Income can be held to accrue or arise to an assessee only when the assessee obtains a right to receive that income. No amount can be said to accrue unless it is actually due.
Accrue means “to fall as natural growth or increment, to come as an accretion or advantage” and arise means “to spring up, to come into existence” according to Oxford dictionary. It has been held that these two expressions—accrue and arise—are for all purposes synonymous. Jiwan Dass v. Commissioner of Income Tax, Lahore. [A.I.R. (1929) L4H 609].
Income accrues or arises at a place where the origin or source of growth of income is situated.
As regards salaries, income accrues or arises in India if it is earned in India.
(i) Income accrues or arises to a person, who is entitled to demand and receive the income.
(ii) Income accrues or arises at a time or date when it ripens into a debt, i.e., at that moment when assessee acquires a right to receive it.
(iii) In the case of salaried employees, the salary is earned in India if the person renders services in India.
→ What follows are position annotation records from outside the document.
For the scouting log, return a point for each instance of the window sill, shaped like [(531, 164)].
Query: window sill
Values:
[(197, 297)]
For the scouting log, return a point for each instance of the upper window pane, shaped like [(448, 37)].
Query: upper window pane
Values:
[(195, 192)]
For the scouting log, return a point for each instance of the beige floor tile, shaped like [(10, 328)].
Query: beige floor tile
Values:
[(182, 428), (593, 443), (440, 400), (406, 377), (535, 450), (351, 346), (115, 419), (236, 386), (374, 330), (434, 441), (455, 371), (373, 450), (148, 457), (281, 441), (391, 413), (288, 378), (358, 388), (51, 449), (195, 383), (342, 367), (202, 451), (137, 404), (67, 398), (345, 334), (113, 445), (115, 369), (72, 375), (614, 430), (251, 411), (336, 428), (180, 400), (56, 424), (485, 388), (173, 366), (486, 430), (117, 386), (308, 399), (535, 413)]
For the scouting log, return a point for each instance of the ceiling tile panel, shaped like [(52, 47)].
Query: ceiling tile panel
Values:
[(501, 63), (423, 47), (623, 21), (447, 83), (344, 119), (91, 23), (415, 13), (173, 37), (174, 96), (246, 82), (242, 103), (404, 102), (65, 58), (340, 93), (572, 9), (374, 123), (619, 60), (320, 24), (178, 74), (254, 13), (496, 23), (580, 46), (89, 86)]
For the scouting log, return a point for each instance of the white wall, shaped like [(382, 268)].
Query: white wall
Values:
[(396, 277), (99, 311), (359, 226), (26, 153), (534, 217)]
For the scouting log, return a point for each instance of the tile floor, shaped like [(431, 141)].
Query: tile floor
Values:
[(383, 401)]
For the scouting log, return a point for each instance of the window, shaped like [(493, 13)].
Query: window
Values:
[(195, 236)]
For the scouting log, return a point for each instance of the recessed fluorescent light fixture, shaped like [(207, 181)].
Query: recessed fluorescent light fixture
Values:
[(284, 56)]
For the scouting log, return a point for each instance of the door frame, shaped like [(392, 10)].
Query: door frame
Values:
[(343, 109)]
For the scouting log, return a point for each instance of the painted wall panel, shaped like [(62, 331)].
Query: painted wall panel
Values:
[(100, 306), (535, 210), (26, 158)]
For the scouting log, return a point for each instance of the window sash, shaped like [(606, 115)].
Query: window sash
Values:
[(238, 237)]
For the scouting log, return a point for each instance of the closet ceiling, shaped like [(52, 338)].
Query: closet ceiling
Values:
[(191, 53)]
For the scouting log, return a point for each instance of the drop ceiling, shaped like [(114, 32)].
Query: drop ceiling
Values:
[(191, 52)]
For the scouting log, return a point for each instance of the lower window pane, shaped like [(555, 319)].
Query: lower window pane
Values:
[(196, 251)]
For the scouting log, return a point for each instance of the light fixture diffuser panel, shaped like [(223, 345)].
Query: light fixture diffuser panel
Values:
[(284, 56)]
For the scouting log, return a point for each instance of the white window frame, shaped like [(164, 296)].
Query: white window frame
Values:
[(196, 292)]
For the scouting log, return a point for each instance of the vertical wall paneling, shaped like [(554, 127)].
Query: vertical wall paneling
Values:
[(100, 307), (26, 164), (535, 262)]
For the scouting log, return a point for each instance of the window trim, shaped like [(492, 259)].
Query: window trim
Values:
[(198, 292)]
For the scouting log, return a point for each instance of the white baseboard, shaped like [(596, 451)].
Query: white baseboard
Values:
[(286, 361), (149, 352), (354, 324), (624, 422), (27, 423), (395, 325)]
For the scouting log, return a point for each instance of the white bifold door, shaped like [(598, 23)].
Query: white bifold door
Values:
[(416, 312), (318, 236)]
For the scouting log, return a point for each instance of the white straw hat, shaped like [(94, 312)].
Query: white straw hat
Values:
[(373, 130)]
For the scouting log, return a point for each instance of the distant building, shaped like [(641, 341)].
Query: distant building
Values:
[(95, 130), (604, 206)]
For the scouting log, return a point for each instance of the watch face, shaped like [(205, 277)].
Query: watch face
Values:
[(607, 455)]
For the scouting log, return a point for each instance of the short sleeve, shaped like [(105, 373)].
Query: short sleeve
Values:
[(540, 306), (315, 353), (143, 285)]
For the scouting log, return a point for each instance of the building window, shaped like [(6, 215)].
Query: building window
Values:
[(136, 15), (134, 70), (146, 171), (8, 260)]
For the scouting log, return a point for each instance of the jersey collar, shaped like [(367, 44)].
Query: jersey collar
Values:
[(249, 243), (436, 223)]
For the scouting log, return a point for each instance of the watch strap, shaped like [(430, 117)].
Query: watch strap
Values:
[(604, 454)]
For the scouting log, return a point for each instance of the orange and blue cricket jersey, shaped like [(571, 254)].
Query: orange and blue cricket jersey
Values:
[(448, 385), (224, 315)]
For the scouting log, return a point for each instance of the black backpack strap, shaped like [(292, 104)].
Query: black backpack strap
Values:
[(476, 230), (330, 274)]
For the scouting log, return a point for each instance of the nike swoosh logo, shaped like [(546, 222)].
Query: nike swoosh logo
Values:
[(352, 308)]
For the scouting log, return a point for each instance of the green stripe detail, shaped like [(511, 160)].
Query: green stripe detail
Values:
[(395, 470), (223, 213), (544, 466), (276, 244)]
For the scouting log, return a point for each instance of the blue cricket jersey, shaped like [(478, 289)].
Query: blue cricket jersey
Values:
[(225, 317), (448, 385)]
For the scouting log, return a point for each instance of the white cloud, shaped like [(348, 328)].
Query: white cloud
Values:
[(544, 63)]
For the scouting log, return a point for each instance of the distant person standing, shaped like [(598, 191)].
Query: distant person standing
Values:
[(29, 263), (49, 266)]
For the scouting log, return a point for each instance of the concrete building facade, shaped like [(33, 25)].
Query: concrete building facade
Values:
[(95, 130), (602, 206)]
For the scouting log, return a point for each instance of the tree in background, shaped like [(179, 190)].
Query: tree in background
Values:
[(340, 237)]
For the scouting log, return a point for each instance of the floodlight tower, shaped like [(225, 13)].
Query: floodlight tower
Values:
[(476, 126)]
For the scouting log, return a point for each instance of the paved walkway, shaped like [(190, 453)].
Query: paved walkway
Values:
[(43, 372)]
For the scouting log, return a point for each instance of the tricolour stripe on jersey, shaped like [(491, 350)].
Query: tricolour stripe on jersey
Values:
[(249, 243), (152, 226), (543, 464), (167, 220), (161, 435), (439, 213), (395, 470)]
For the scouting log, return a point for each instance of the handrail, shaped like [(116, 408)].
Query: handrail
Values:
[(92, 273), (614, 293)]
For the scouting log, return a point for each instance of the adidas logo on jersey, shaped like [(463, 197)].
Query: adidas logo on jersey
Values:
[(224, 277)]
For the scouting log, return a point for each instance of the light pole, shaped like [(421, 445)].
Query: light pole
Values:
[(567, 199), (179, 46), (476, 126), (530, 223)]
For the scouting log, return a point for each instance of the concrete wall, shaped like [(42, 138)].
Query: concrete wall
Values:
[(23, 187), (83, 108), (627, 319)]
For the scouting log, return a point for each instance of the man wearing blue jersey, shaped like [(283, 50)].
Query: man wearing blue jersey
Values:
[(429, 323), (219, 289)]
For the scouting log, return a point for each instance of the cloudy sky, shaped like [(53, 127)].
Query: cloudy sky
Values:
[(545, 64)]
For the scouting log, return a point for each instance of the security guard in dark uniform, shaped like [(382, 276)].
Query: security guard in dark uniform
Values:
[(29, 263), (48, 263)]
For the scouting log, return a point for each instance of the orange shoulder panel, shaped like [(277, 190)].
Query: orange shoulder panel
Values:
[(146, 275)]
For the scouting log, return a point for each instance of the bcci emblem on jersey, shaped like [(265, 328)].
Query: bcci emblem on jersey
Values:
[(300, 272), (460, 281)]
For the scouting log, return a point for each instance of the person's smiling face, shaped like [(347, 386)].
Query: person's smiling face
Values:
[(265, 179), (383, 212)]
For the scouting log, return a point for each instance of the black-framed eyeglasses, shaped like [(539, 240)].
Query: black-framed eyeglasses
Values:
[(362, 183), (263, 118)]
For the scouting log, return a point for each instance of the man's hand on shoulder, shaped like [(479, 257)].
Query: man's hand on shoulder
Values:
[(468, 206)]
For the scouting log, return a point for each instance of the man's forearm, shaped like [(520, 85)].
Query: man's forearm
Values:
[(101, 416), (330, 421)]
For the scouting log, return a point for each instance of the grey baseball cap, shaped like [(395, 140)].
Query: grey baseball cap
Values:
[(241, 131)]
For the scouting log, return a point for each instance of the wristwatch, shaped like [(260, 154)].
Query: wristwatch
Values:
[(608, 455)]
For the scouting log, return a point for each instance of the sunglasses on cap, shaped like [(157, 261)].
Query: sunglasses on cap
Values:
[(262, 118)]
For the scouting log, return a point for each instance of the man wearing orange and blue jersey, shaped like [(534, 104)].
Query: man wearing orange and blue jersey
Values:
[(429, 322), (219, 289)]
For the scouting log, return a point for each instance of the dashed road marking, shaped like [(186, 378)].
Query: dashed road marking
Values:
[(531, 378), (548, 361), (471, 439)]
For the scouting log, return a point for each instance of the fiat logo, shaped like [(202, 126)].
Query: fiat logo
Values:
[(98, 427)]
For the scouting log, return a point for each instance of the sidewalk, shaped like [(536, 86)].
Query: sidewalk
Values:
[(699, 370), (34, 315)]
Income earned in India obviously arises in India.
(iv) In case of dealer of goods, if the purchases and sales of goods take place in India, the profits out of such sales arise in India.
(v) Profit from such transaction where goods are manufactured outside India but are sold in India will be split up into manufacturing profits and only mercantile profits, i.e., accruing from sale transaction will be income arising in India.